Gallery and information showing in the Sardine Factory Heritage Centre in Looe.

This touch screen display has been provided by the Shark Angling Club of Great Britain (S.A.C.G.B.) and Angling Heritage UK to show the history of shark fishing through a slideshow of photographs taken over the years.

The S.A.C.G.B. was started in 1953 as it was realized that there were a significant number of sharks offshore which damaged the fishing nets and businesses of commercial fishermen, which could provide sport to anglers. At this time, all sharks were returned to port dead. The bigger ones were weighed and anyone catching a shark over 40lbs (later 70lbs) qualified to join the S.A.C.G.B. This has now been changed to 70”for a blue shark, 48” for a Thresher, 55” for a Porbeagle and 58” for a Mako Shark.

As membership grew, the S.A.C.G.B.  held an annual dinner for members where trophies were awarded for notable captures, and also had a bar decorated with sharking memorabilia, where members could meet.

As times have changed, the sharks are now released alive after capture, and  are often also tagged to enable scientists to carry out research about the species and aid its conservation. Angling is the only way to do this and return live fish to the sea.

Data has shown that sharks pulled on board over the gunwales (the side of a boat) can cause damage to their internal organs. Nowadays most boats are fitted with side doors to get the shark aboard without lifting, all of which helps preserve the species, and in the last couple of decades, data has shown shark numbers have risen quite markedly, as the practice of finning (commercial fishermen cutting the fins of live shark before throwing them into the sea to die) has been outlawed in the UK.

Although the UK and European Union still commercially land and sell sharks, including ‘At Risk Species’ to the world markets, including the practice of leaving the fins on by a small tag of flesh so that they are still, technically, attached!
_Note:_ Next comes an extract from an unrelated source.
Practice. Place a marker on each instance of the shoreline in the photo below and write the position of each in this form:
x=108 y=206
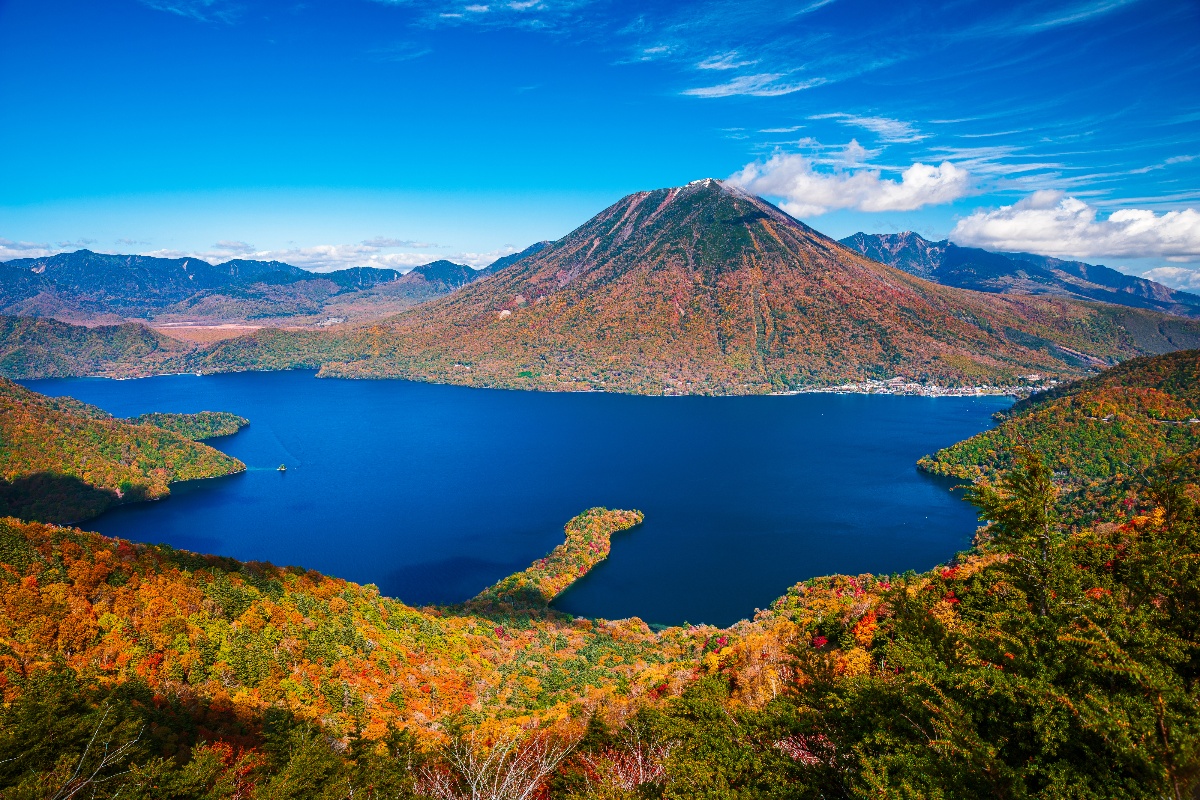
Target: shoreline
x=893 y=386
We hope you will find the photographs of interest and appreciate how times have changed as anglers have progressed from their methods in the 50’s and 60’s to arguably the shark’s greatest protectors of the 21st century.

Please feel free to use the touch screen to see a wealth of angling history, you can interact with the screen by touching the boxes to look at photographs, videos and listen to recordings. You can even use the search box to look for a person or subject that interests you. 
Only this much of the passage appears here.